Ah, tanpa menunggu jawaban, langsung main tutup telepon. Sudah malam seperti ini, disuruh main. Baru beberapa jam yang lalu aku sampai di kontarakan setelah pulang dari rumah mbak Arlena. Aku simpan kembali foto ibu didalam kotak kaleng, yang selalu aku pandangai setelah aku bertemu dengan mbak Arlena. Aku raih hapeku, kulihat angkat di sudut kanan layar, jam 10 malam. Hadeh, bagaimana ini jam 10 malam disuruh main.
Daripada kena marah, aku keluar dari kontrakan. Berjalan menyusuri jalanan kompleksku, terlihat dari kejauhan beberapa orang berada di pos ronda dan juga ada yang duduk santai di depan salah satu rumah warga. Aku ikut kumpul dengan warga, bercengkrama sejenak untuk menghilangkan penatku. Beberapa kali sms masuk, tapi tak ku gubris. Tepat pukul 10.30 malam, warga mulai berkumpul di pos ronda menyaksikan siaran sepak bola. Aku melangkah mundur, melewati jalan memutar. Sebenarnya kalau dari pos ronda rumah pak RT bisa dilihat, namun hanya terlihat pintu gerbang mobil saja. Setelah memutar, dan memastikan semua aman. Aku melompat melewati pagar, sial, benar-benar beresiko.

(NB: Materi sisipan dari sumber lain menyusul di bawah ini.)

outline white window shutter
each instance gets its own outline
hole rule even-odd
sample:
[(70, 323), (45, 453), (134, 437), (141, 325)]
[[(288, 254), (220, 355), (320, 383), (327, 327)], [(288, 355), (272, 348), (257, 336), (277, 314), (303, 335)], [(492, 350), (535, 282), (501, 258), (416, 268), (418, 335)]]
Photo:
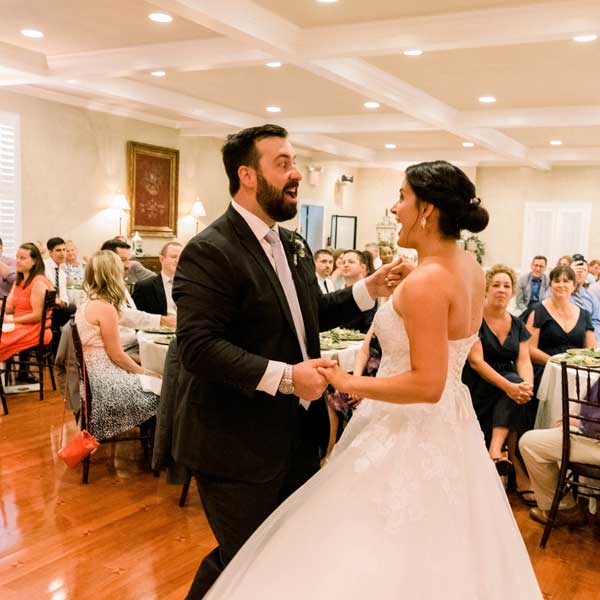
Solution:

Mengendap-endap, tiba-tiba lampu teras padam. Aku terus bergerak, pintu tiba-tiba terbuka, dengan tiarap aku masuk ke dalam. Pintu kembali tertutup, dan aku terlentang. Tiba-tiba sajam, dia duduk diatas dadaku. Ugh, benar-benar berat.
"Lama banget, mau apel aja sok banget kayak orang mau perang!" ucapnya sedikit ketus
"Tuh, liat orang sebanyak itu, bisa-bisa aku digebukin" belaku karena memang situasi dan kondisi tidak memungkinkan
"Yeee... salah sendiri kali, macarin cewek punya suami" jawabnya, masih saja terdengar sedikit ketus
"Nembak saja belum, masa macarin sih bu?" tanyaku semakin heran
"Kan selingkuh... weeeeek" sedikit lidahnya menjulur
"Dah, duduk diminum, keburu dingin" ucapnya bangkit dari duduknya
"Bilang selingkuh lagi, aku pulang" ucapku, aku bangun dan duduk di kursi panjang, dan sudah ada bantal besar disana
"Marah?" tanyanya dengan mimik wajah yang tidak kalem lagi, sedikit ada rasa jengkel di wajahnya
"Iya, banget" ucapku, kusruput minuman hangatnya dan kuletakan lagi
Tiba-tiba saja, dia memegang kedua pipiku, dan mencium bibirku.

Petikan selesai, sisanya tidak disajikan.